24. En troisième lieu, les moyens invoqués à l’encontre de la décision de refus de délai de départ volontaire en litige ayant été écartés, M. A… n’est pas fondé à soutenir que la décision lui interdisant le retour sur le territoire français serait illégale du fait de l’illégalité de cette décision de refus.
25. En quatrième et dernier lieu, aux termes de l’article L. 612-6 du code de l’entrée et du séjour des étrangers et du droit d’asile : « Lorsqu’aucun délai de départ volontaire n’a été accordé à l’étranger, l’autorité administrative assortit la décision portant obligation de quitter le territoire français d’une interdiction de retour sur le territoire français. Des circonstances humanitaires peuvent toutefois justifier que l’autorité administrative n’édicte pas d’interdiction de retour. / Les effets de cette interdiction cessent à l’expiration d’une durée, fixée par l’autorité administrative, qui ne peut excéder cinq ans à compter de l’exécution de l’obligation de quitter le territoire français, et dix ans en cas de menace grave pour l’ordre public ». L’article L. 612-10 du même code dispose que : « Pour fixer la durée des interdictions de retour mentionnées aux articles L. 612-6 et L. 612-7, l’autorité administrative tient compte de la durée de présence de l’étranger sur le territoire français, de la nature et de l’ancienneté de ses liens avec la France, de la circonstance qu’il a déjà fait l’objet ou non d’une mesure d’éloignement et de la menace pour l’ordre public que représente sa présence sur le territoire français (…) ».
26. M. A…, auquel aucun délai de départ volontaire n’a été accordé, n’établit pas l’existence de circonstances humanitaires faisant obstacle au prononcé à son encontre d’une interdiction de retour sur le territoire français. Compte tenu de l’ensemble des éléments exposés ci-dessus relatifs à la situation personnelle de l’intéressé, qui a fait l’objet de deux précédentes mesures d’éloignement, édictées au cours des années 2016 et 2021, et qui ne dispose pas d’attaches familiales en France ainsi qu’il l’a déclaré lors de son audition par les services de gendarmerie le 28 mai 2025, le préfet des Bouches-du-Rhône a pu légalement prononcer à l’encontre de l’intéressé une interdiction de retour sur le territoire français pour une durée de deux ans, laquelle ne présente pas un caractère disproportionné.
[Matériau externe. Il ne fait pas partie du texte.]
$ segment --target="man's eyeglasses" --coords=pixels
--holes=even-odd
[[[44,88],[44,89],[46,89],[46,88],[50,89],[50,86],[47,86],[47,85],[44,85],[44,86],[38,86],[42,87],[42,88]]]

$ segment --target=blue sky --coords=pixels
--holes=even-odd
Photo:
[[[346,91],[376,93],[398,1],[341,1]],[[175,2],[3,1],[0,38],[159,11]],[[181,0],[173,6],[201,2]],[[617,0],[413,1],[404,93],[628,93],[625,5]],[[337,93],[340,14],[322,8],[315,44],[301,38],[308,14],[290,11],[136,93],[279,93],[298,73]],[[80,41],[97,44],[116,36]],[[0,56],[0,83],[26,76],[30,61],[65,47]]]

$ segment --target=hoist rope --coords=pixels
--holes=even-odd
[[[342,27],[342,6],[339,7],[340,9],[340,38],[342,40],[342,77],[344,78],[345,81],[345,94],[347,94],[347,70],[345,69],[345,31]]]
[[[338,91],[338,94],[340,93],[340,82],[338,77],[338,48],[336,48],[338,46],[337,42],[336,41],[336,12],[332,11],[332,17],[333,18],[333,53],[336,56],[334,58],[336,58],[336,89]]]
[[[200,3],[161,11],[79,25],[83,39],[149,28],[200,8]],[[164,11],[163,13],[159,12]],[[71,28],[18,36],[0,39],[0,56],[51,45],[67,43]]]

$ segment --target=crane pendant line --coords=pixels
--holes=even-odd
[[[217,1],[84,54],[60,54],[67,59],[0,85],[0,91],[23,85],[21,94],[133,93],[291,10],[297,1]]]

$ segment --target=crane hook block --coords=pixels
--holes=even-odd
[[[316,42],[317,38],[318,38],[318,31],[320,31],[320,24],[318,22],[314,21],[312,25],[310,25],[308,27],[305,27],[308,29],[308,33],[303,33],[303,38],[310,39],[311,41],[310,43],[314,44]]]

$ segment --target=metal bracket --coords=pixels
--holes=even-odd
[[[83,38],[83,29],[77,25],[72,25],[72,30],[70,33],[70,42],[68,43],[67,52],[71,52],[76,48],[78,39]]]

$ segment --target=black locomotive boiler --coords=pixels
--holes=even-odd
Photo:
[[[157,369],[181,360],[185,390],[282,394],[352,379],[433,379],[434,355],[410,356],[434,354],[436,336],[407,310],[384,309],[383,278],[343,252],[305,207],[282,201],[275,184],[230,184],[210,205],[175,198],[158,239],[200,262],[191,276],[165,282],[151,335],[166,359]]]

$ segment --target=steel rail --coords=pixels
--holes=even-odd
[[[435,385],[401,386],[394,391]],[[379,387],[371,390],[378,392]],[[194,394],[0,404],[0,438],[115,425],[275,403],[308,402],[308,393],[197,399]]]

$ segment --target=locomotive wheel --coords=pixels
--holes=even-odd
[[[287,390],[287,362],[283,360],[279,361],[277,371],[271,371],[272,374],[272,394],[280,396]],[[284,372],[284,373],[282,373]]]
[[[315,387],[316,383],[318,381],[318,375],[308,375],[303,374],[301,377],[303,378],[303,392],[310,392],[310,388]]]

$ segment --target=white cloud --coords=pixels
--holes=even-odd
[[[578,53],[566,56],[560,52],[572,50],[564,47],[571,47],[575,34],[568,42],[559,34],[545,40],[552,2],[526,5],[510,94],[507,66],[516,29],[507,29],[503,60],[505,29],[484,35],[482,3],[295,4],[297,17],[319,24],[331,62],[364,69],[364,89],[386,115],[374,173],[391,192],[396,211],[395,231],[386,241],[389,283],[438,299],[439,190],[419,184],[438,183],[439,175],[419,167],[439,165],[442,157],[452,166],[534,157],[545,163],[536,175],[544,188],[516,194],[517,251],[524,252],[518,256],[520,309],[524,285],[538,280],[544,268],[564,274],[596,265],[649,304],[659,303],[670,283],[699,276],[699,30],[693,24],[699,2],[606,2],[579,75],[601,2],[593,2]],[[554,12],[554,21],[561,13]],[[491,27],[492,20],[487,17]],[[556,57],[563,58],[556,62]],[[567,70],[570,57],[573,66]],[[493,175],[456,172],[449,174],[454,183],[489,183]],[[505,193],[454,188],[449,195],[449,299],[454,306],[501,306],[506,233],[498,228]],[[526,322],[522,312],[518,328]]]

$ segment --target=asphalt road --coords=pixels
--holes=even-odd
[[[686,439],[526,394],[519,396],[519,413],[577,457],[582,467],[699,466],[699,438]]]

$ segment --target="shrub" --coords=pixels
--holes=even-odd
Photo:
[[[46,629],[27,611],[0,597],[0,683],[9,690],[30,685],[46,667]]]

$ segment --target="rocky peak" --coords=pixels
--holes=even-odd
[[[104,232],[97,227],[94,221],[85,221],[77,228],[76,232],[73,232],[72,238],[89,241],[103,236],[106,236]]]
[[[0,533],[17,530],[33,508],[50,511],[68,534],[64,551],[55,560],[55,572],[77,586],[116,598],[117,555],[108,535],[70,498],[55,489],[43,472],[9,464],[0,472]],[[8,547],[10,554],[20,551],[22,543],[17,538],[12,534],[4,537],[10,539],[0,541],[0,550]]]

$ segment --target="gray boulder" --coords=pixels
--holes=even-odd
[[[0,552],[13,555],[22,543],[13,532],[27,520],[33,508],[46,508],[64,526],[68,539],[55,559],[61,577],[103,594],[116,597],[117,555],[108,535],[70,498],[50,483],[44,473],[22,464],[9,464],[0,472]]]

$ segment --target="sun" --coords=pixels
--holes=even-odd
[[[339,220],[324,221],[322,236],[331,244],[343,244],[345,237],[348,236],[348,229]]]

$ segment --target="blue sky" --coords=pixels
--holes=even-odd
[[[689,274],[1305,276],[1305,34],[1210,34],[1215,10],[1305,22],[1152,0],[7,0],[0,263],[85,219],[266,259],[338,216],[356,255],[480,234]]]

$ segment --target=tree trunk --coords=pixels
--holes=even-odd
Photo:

Par ailleurs, le moyen, à le supposer invoqué, tiré de ce que cette décision d’interdiction de retour serait entachée d’une erreur manifeste d’appréciation au regard de ses conséquences sur la situation de M. A… ne peut qu’être écarté compte tenu de tout ce qui a été dit précédemment, notamment au point 6.
27. Il résulte de tout ce qui précède que les conclusions à fin d’annulation présentées par M. A… doivent être rejetées. Par voie de conséquence, ses conclusions présentées au titre de l’article L. 761-1 du code de justice administrative et de l’article 37 de la loi du 10 juillet 1991 relative à l’aide juridique doivent également être rejetées.
D É C I D E :
Article 1er : Il n’y a pas lieu de statuer sur les conclusions de M. A… à fin d’admission provisoire à l’aide juridictionnelle.
Article 2 : Le surplus des conclusions de la requête de M. A… est rejeté.
Article 3 : Le présent jugement sera notifié à M. B… A… et au préfet des Bouches-du-Rhône.
Délibéré après l’audience du 6 février 2026, à laquelle siégeaient :
M. Peretti, président,
M. Mouret, premier conseiller,
Mme Hoenen, conseillère.
Rendu public par mise à disposition au greffe le 20 février 2026.
Le rapporteur,
R. MOURETLe président,
P. PERETTI
Le greffier,
D. BERTHOD
La République mande et ordonne au préfet des Bouches-du-Rhône en ce qui le concerne ou à tous commissaires de justice à ce requis en ce qui concerne les voies de droit commun contre les parties privées, de pourvoir à l’exécution de la présente décision.